Step 5: Increase the Duration

Close up of a Beagle in a dog crate

Now that you have your puppy eating full bowls of food in their crate with no issues, it’s time to take further steps to increase the duration that your puppy is in the crate. Your goal with this part of the training is to leave your puppy in the crate for longer and longer increments without them growing anxious.

You want to keep repeating the process; give them a treat for entering the crate, and leave them alone in the crate longer and longer until they are completely alone for 30 minutes. Now that your puppy has reached this level of comfort, you start leaving them alone when you run out on short trips.

Step 6: Crate Your Puppy While You’re Away

With a longer period inside the crate established without any signs of anxiety, you can feel free to leave them for a more extended period while you are not home. The dog mustn’t begin to equate the crate with being alone, so for this to not become the case, have your dog enter the crate at varied times before you leave. Do it five minutes before you leave one time, then ten minutes the next, and so on up to twenty minutes at the most.

You can leave for up to two hours at a time without upsetting your puppy and they should be rewarded with praise when you return. Remember, the length of time should be based on your pup’s bladder capacity, to make sure they don’t have an accident while in the crate.

Step 7: Crate Your Puppy Overnight

You’ve made it this far, and now it’s time to take one last step toward fully housetraining your puppy. If they can feel comfortable sleeping through the night in their crate, then they are going to adjust well to living in your home.

While crating overnight, it is a good rule of thumb to bring the crate into your bedroom so that they can alert you when they need to go potty. You can then start to move the crate to a different location as your puppy gets more comfortable spending the night in their crate. Continue to reward them with treats and praise for entering the crate so that positive associations are still formed even at a different time and in a new setting.
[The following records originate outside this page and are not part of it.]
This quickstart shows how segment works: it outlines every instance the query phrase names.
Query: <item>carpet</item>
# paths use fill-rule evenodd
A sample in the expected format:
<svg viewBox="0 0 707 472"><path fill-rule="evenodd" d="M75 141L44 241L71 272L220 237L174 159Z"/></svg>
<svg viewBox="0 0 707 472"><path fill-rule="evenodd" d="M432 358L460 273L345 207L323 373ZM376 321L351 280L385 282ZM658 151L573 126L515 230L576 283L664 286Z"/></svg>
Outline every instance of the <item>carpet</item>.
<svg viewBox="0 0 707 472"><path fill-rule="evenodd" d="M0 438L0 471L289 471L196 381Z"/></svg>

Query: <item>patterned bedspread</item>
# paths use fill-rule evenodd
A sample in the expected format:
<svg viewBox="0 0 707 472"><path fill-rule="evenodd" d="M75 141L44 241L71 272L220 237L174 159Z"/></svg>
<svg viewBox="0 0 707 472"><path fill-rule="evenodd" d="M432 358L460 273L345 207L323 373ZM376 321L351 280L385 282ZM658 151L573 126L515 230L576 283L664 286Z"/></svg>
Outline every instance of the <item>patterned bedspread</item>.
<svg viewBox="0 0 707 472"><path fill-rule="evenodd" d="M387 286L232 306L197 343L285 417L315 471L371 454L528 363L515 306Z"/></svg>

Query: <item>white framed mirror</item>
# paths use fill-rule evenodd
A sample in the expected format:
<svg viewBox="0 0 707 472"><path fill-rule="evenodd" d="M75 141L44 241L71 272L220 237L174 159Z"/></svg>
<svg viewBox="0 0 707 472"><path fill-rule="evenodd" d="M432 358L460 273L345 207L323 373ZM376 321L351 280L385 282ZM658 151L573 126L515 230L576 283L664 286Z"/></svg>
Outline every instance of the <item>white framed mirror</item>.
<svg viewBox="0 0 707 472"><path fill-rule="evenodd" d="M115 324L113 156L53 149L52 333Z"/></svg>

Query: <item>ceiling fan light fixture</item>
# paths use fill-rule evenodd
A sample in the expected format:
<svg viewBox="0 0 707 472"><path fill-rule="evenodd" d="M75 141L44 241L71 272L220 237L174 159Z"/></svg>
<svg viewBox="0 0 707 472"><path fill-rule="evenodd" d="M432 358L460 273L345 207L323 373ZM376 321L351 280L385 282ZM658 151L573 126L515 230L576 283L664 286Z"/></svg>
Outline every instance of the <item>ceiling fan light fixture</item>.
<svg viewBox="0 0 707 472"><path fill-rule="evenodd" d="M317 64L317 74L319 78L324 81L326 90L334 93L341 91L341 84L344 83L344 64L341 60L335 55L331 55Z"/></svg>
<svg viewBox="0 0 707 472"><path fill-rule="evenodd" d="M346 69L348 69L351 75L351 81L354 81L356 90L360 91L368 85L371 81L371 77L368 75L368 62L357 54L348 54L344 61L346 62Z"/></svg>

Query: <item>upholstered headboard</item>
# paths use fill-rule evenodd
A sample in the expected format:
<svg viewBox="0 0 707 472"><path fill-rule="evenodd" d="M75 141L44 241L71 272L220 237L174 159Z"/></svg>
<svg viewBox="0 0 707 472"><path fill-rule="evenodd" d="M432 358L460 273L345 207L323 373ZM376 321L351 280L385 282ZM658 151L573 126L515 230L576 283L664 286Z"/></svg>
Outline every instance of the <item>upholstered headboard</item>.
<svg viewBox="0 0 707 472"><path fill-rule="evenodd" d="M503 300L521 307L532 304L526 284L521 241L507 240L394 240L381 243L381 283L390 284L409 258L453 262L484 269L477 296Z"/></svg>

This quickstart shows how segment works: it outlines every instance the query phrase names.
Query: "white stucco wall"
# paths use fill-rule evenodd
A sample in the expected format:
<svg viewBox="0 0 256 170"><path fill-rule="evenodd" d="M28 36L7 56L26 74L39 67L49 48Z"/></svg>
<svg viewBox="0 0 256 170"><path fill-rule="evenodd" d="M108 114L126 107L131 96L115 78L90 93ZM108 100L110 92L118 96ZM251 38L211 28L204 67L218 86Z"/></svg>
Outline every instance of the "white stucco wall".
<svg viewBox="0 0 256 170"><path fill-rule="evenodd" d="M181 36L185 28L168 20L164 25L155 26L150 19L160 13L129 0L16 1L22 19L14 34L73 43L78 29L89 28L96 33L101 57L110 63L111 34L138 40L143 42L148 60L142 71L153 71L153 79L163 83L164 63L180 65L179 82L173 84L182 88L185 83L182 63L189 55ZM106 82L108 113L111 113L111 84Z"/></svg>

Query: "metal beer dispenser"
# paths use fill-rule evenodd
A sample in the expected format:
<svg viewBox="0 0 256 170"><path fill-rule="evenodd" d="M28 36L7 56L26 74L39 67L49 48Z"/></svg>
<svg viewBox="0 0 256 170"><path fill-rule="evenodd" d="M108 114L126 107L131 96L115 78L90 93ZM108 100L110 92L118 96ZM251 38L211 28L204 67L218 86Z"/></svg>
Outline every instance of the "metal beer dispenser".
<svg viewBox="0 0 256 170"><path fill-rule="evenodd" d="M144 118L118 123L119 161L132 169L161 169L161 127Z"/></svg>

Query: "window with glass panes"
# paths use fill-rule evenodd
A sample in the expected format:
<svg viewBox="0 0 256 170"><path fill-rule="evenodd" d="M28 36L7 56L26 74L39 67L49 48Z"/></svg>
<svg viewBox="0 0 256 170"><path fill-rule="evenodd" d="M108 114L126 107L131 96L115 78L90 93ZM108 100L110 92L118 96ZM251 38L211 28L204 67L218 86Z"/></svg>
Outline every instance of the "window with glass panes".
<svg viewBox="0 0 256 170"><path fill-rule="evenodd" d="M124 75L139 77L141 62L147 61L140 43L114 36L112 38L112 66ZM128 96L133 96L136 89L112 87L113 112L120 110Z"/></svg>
Crate training isn't always easy, but this should not discourage passionate dog owners who want to make sure their dog is well-adjusted and happy in their home. Not every dog will go through crate training at the same pace, so there is no need to get discouraged if your puppy doesn’t immediately take to their crate. It will be incredibly rewarding in the end to have a fully housetrained dog that is happy and comfortable living in your home.